Israel has withdrawn some forces from northern Gaza in recent weeks. Authorities say the next phase of the war will involve more closely targeted raids and assassinations than the broad air and ground campaign with which the IDF has razed much of the north.

But fighting continues, particularly in central and southern Gaza, around the city of Khan Younis and approaching Rafah, on the border between Gaza and Egypt, where more than 1 million Palestinians have taken shelter.

Israel announced Tuesday that its ground troops had encircled Khan Younis in the south and with the air force had killed dozens of Palestinian militants. The city, the IDF’s main current focus, is believed to be housing Hamas military leader Yehiya Sinwar. The fighting there is expected to last for weeks.

As strikes continued, the IDF late Monday directed some residents of Khan Younis, including those in the city center, to evacuate to the seaside village of Mawasi, which it designated a “safer” zone. But on Tuesday, at least seven people were killed in a strike on a makeshift tent community there, according to Marwan al-Hams, director of Rafah’s al-Najjar Hospital, which received the dead and the injured.

Asmaa Khudair, 39, told The Washington Post that a missile “fell on us like fire,” starting a blaze that burned her daughter, niece and husband alive as ambulances were unable to reach the area.

Khudair, who spoke by phone from the hospital, said she fled with a 6-year-old daughter “while our bodies were burning with fire” and broke the fingers in her right hand in the process. “The tent caught fire, and I saw my husband’s body burning,” she said. “Our hearts burned.”

The IDF did not immediately respond to a request for comment.

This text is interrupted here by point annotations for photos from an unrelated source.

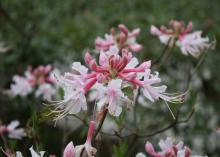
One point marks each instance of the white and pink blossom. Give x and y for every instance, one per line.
x=112, y=96
x=33, y=153
x=169, y=149
x=178, y=35
x=123, y=39
x=82, y=150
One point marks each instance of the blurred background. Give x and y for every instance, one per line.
x=59, y=32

Raed al-Nams, a spokesman for the Palestine Red Crescent Society in Gaza, texted that “the situation in Khan Younis is very hard until now. It is basically forbidden to enter or leave it.”

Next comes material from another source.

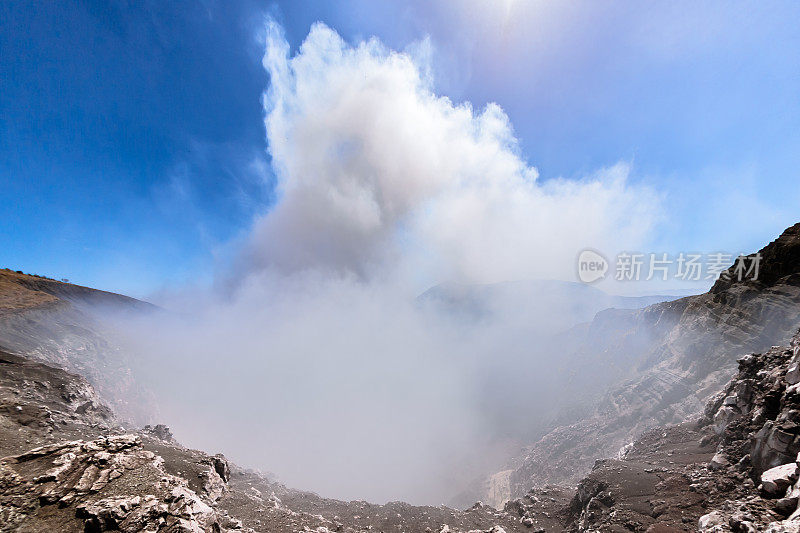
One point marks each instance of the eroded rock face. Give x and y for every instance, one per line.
x=678, y=354
x=110, y=483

Israel has kept at least three brigades and additional special forces inside the enclave, the IDF said this month. But Hagari, the spokesman, said Tuesday that “more reservists will be required in all the combat arenas.”

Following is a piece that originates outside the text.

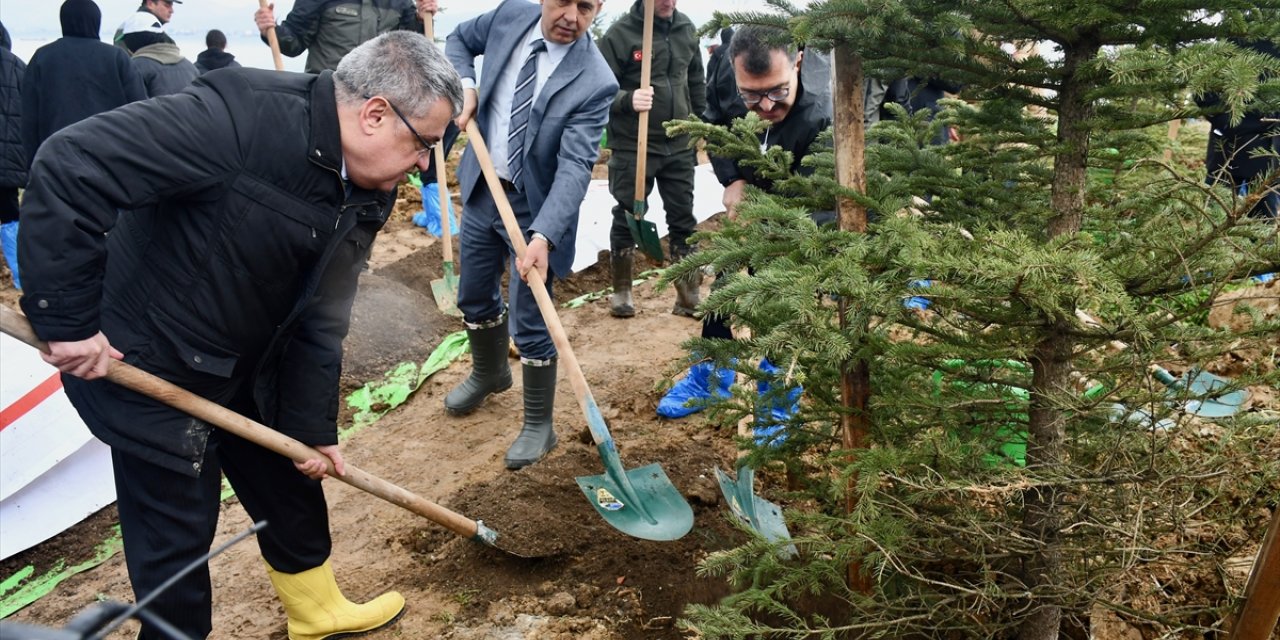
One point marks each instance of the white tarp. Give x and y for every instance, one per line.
x=597, y=214
x=53, y=471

He said the military strategy going forward would include “both freeing up reservists and focusing the activities.”

“We will be required to recruit reserve personnel again and act again in all the theaters of war, in the south and in the north,” he said. He added that Israel has another duty - to allow some of the hundreds of thousands who had enlisted after Hamas’s Oct. 7 attack to return to their families, jobs and studies “to allow the state of Israel to fight for a long time.”